Enfin, on ne peut s’intéresser à Noto sans évoquer les célèbres objets en laque de Wajima. Wajima est le plus grand producteur d’objets en bois laqué (urushi en japonais) du pays. En 1977, le Wajima-nuri, le style de laque local, a été désignée comme bien culturel immatériel important par le gouvernement japonais. La principale caractéristique du Wajima-nuri est son revêtement durable, obtenu par l’application de plusieurs couches d’urushi mélangé à de la terre en poudre sur du bois de zelkova délicat.
Alors pourquoi le Wajima-nuri s’est-il développé ici ? Wajima a longtemps prospéré en tant que base pour le transport maritime.
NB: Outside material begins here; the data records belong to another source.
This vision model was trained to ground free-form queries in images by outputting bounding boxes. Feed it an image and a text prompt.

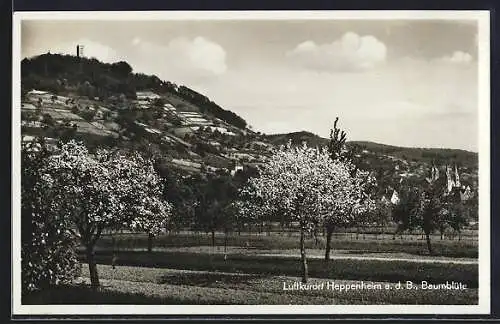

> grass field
[98,234,478,258]
[76,251,478,288]
[23,265,478,305]
[23,233,479,305]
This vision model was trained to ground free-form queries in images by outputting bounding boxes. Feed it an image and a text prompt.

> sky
[21,19,478,152]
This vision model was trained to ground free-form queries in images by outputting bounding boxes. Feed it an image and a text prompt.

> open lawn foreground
[23,251,478,305]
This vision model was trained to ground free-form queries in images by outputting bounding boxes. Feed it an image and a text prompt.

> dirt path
[89,246,478,264]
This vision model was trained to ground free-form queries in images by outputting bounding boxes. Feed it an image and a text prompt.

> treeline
[21,53,247,129]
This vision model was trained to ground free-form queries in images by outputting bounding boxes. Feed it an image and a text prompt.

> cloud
[50,39,121,63]
[131,36,227,82]
[286,32,387,71]
[442,51,473,64]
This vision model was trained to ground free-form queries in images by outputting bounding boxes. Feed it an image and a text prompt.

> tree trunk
[148,233,154,253]
[87,245,99,288]
[325,226,333,261]
[300,228,309,283]
[425,233,432,255]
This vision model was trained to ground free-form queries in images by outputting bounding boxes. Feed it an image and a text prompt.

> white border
[11,11,490,315]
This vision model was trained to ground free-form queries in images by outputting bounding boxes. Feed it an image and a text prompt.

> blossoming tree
[21,141,80,293]
[40,141,171,287]
[243,143,370,282]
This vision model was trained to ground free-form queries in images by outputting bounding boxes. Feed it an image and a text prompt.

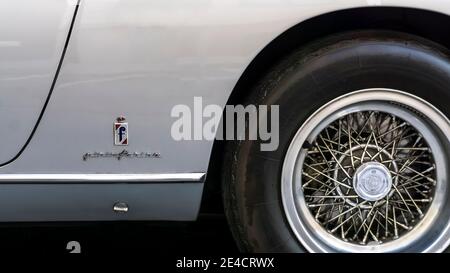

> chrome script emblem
[83,150,161,161]
[114,117,128,146]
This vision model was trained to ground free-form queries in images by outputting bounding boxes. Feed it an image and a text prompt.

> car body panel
[0,0,450,221]
[0,0,75,164]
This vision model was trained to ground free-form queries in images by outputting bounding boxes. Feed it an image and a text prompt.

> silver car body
[0,0,450,221]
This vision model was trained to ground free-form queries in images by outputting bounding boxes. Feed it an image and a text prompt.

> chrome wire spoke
[302,111,436,245]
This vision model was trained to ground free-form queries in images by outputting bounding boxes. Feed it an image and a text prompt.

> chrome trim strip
[0,173,206,183]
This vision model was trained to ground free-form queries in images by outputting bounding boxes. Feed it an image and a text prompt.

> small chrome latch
[113,202,128,213]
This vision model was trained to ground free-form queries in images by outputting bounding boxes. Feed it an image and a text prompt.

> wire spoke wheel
[282,89,450,252]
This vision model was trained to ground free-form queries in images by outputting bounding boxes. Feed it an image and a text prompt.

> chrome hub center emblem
[353,162,392,201]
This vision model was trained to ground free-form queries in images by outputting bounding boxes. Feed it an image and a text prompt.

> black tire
[222,31,450,252]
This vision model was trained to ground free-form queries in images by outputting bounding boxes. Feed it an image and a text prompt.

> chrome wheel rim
[281,89,450,252]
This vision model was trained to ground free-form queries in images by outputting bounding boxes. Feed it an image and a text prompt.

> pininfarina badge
[114,117,128,146]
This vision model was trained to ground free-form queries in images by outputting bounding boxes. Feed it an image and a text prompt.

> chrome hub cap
[353,162,392,201]
[281,89,450,252]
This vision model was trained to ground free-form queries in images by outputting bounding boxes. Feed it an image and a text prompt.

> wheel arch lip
[281,88,450,253]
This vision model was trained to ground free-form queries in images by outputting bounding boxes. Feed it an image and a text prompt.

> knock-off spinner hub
[353,162,392,201]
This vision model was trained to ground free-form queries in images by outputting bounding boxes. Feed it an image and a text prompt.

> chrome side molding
[0,173,206,183]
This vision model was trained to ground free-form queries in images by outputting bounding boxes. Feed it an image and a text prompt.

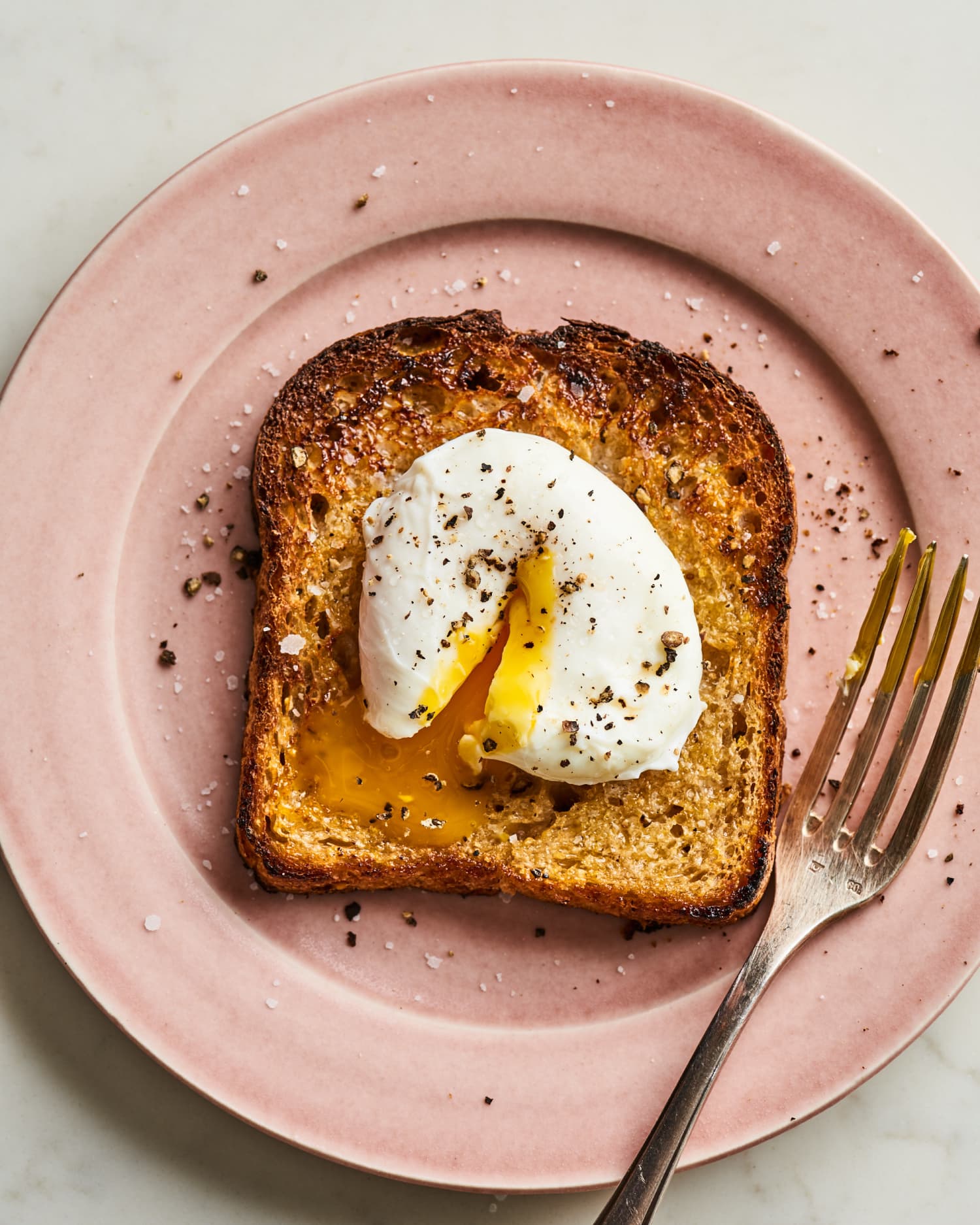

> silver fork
[595,528,980,1225]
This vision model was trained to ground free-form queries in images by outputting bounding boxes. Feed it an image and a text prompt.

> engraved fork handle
[595,900,808,1225]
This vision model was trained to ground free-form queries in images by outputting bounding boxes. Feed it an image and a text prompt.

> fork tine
[853,557,966,860]
[882,563,980,879]
[784,528,915,827]
[825,540,936,838]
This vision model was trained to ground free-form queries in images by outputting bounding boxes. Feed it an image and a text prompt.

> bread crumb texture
[237,311,796,923]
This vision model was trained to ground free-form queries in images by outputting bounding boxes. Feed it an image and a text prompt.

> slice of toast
[237,311,796,923]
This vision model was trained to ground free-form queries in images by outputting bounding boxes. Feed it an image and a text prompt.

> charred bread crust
[237,311,796,924]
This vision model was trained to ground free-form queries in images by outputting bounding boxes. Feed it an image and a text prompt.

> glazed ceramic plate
[0,63,980,1191]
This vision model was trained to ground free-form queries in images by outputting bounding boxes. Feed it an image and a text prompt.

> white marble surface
[0,0,980,1225]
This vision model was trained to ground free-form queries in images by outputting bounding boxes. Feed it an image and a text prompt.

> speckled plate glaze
[0,63,980,1191]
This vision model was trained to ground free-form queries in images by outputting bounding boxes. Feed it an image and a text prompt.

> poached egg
[360,429,704,784]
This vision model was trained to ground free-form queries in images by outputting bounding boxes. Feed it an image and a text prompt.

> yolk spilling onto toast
[291,553,554,847]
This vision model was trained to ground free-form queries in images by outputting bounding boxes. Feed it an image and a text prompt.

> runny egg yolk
[290,551,554,847]
[459,550,555,770]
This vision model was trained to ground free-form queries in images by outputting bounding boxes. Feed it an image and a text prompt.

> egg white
[359,430,704,784]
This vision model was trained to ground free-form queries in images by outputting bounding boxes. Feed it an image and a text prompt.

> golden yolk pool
[291,554,554,847]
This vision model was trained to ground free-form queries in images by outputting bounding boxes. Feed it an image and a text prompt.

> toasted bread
[237,311,795,923]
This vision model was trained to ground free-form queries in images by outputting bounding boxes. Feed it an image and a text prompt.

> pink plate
[0,63,980,1191]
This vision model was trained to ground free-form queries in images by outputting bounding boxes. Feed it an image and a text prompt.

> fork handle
[595,917,802,1225]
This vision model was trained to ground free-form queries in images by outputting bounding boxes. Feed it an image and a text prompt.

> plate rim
[0,57,980,1192]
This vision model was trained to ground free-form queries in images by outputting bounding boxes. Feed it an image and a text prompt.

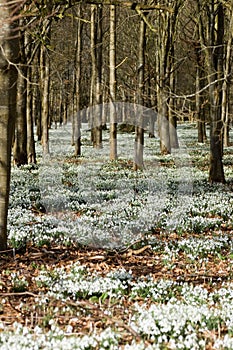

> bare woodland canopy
[0,0,233,249]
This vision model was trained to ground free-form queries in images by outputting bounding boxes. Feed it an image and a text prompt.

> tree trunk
[91,5,103,148]
[109,5,117,160]
[73,5,82,157]
[134,19,146,170]
[40,39,50,155]
[13,31,27,166]
[0,0,19,251]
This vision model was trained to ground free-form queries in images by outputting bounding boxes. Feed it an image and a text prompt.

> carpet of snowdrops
[0,124,233,350]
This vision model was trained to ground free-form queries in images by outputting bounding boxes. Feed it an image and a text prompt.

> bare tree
[109,5,117,160]
[0,0,19,251]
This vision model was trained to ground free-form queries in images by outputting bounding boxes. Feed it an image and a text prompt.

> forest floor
[0,126,233,350]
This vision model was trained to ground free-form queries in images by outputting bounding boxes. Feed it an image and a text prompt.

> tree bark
[13,30,27,166]
[109,5,117,160]
[0,0,19,251]
[73,5,82,157]
[134,19,146,170]
[40,33,50,155]
[197,0,225,183]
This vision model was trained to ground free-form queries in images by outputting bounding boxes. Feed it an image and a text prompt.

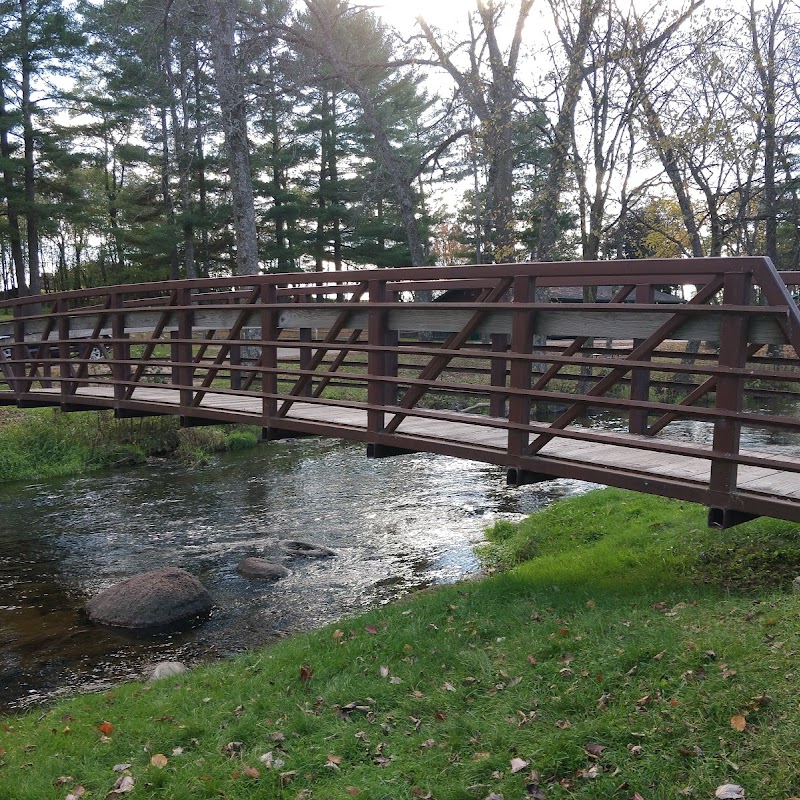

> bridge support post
[367,280,389,435]
[56,299,76,408]
[709,272,753,504]
[508,275,536,460]
[628,283,655,434]
[175,288,194,408]
[489,333,508,417]
[259,283,280,424]
[110,292,131,402]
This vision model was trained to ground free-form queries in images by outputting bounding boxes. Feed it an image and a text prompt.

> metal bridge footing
[506,467,555,487]
[708,508,759,530]
[367,444,419,458]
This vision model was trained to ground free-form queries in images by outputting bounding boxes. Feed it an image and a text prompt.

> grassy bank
[0,490,800,800]
[0,409,258,481]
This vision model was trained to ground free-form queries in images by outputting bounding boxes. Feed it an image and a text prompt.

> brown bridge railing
[0,257,800,527]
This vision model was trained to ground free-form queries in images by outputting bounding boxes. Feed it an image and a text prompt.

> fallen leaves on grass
[714,783,744,800]
[731,714,747,733]
[105,775,136,800]
[258,750,283,769]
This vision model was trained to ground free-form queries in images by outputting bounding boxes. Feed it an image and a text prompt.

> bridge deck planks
[18,386,800,506]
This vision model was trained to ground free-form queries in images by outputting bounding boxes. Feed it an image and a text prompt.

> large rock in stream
[236,557,291,581]
[86,567,212,631]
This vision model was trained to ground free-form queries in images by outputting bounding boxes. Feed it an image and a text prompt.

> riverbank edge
[0,409,260,483]
[0,489,800,800]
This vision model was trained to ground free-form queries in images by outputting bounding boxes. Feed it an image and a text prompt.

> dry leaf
[731,714,747,733]
[222,742,242,758]
[105,775,135,800]
[714,783,744,800]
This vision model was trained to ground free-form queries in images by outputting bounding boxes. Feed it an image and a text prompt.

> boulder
[148,661,189,681]
[86,567,211,630]
[236,558,290,581]
[278,539,336,558]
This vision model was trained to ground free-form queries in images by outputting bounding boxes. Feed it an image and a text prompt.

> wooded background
[0,0,800,294]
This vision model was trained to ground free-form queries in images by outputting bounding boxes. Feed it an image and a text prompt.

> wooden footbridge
[0,258,800,527]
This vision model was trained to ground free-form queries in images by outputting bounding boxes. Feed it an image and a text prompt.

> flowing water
[0,415,800,710]
[0,439,589,709]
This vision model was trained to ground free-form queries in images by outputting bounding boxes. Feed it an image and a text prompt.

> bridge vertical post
[174,288,194,415]
[489,333,508,417]
[259,283,279,430]
[383,284,400,406]
[508,275,536,460]
[228,344,242,389]
[109,292,131,401]
[709,272,753,504]
[9,305,28,398]
[367,280,389,434]
[298,294,314,397]
[628,283,655,434]
[56,298,72,406]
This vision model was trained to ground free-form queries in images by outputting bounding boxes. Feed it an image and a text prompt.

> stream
[0,439,591,711]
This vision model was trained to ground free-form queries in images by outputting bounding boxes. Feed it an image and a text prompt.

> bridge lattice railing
[0,258,800,524]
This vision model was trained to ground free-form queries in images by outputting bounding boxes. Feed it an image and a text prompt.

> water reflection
[0,440,588,708]
[0,414,800,709]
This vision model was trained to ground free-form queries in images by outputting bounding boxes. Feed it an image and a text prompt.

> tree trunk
[0,84,28,297]
[20,0,42,295]
[206,0,259,275]
[536,0,601,261]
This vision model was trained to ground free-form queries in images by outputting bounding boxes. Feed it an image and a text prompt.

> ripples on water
[0,406,800,709]
[0,440,589,708]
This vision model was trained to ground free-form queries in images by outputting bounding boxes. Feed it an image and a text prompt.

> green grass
[0,490,800,800]
[0,409,258,482]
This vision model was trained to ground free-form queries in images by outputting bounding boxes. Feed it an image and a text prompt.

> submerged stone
[86,567,211,630]
[236,558,290,581]
[148,661,189,681]
[279,539,336,558]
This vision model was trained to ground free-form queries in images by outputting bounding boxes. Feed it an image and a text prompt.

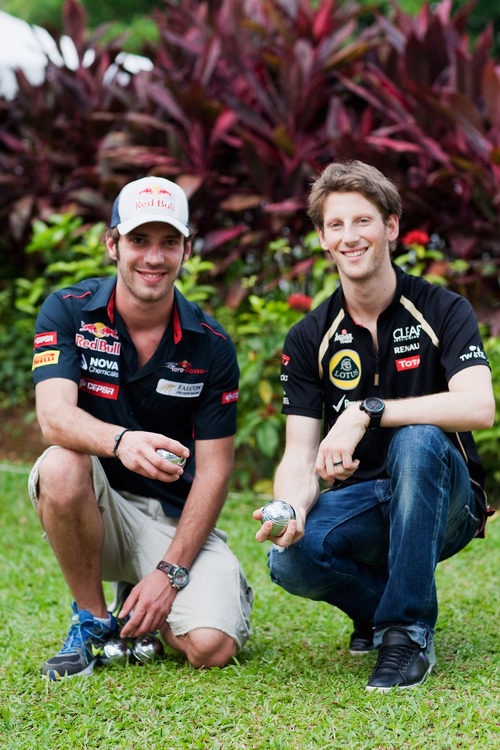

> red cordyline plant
[0,0,500,326]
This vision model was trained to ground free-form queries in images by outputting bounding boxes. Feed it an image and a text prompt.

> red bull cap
[110,177,189,237]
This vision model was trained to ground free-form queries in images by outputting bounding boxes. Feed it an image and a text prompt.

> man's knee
[185,628,237,669]
[38,447,92,512]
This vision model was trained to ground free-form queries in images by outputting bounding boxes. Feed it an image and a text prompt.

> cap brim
[116,214,189,237]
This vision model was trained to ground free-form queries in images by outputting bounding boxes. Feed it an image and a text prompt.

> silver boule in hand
[156,448,186,466]
[262,500,295,536]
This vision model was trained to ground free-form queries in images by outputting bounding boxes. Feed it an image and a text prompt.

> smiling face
[106,222,191,304]
[318,193,399,282]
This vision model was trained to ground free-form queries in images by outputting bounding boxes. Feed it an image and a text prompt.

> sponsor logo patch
[392,325,422,341]
[31,349,61,370]
[34,331,57,349]
[396,354,420,372]
[222,391,239,404]
[165,359,207,375]
[78,378,120,401]
[459,345,488,362]
[333,328,353,344]
[328,349,361,391]
[156,378,204,398]
[80,320,118,339]
[75,333,121,355]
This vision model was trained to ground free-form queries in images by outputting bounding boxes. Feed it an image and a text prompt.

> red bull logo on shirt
[80,320,118,339]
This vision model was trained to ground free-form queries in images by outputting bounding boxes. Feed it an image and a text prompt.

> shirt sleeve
[32,292,80,385]
[194,329,239,440]
[440,295,489,382]
[280,318,324,419]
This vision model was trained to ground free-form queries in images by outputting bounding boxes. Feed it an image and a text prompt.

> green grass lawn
[0,466,500,750]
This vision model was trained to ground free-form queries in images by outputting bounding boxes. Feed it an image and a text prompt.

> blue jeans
[268,425,479,647]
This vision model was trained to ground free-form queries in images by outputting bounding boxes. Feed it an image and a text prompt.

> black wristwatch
[156,560,189,589]
[359,396,385,430]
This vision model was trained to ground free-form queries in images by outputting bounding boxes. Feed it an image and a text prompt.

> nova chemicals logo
[328,349,361,391]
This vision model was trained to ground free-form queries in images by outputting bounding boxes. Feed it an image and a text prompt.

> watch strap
[113,427,131,458]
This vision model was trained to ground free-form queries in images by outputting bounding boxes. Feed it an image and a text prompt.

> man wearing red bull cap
[29,177,252,680]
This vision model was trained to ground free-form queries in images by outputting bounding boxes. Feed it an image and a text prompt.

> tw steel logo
[396,354,420,372]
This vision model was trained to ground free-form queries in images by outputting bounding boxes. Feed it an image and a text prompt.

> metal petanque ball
[99,638,132,667]
[132,635,163,664]
[262,500,295,536]
[156,448,186,466]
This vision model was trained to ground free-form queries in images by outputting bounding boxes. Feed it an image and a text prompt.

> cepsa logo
[31,349,61,370]
[222,391,239,404]
[78,378,119,401]
[33,331,57,349]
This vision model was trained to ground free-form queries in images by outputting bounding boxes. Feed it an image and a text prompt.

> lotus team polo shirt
[281,266,488,524]
[33,277,239,517]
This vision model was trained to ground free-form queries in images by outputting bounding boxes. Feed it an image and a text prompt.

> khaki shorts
[28,448,253,648]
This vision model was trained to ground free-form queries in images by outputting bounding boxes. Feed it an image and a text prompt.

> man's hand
[118,570,177,638]
[252,508,305,547]
[315,404,369,482]
[116,430,189,482]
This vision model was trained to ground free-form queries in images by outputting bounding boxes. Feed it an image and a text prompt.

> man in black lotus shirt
[29,177,252,680]
[254,162,495,691]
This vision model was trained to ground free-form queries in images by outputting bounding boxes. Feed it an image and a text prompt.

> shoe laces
[376,643,420,670]
[59,608,112,654]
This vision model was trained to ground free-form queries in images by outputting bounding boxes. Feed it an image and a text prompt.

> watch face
[172,567,189,589]
[365,396,385,414]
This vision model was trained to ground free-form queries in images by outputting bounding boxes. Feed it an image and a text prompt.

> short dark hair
[307,160,402,229]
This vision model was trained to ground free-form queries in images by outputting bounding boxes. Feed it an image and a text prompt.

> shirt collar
[83,276,202,344]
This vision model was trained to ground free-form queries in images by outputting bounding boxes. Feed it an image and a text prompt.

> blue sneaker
[42,602,117,681]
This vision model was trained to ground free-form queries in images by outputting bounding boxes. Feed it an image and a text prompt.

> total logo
[328,349,361,391]
[392,325,422,341]
[395,354,420,372]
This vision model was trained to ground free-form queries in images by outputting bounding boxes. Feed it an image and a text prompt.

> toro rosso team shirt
[33,277,239,517]
[281,266,488,524]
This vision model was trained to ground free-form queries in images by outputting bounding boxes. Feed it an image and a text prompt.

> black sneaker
[349,622,375,656]
[42,602,116,681]
[366,628,435,693]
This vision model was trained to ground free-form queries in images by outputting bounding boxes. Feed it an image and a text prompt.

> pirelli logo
[34,331,57,349]
[78,378,120,401]
[31,349,61,370]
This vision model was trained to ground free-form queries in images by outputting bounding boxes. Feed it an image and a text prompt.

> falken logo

On dit que des échanges avec la Chine et la péninsule coréenne ont eu lieu même dans les temps anciens. La technique de la laque est née en Chine, et Wajima serait le lieu où elle a été introduite pour la première fois au Japon.
Situé à l’extrémité nord de la péninsule de Noto, Wajima était un port d’escale pour les Kitamaebune et d’autres navires, ce qui lui a permis d’avoir de nouveaux débouchés. Non loin de là, on trouve une riche forêt où poussent des arbres indispensables à la fabrication de laques, comme le sumac, le cyprès et l’asunaro, semblable au thuja. Le climat y est également propice. Cependant, on peut dire que la principale raison tient à l’engagement et la passion des premiers artistes qui se sont efforcés de fabriquer d’excellents produits et qui ont créé un système de production particulier, un réseau de vente et des normes de contrôle de la qualité.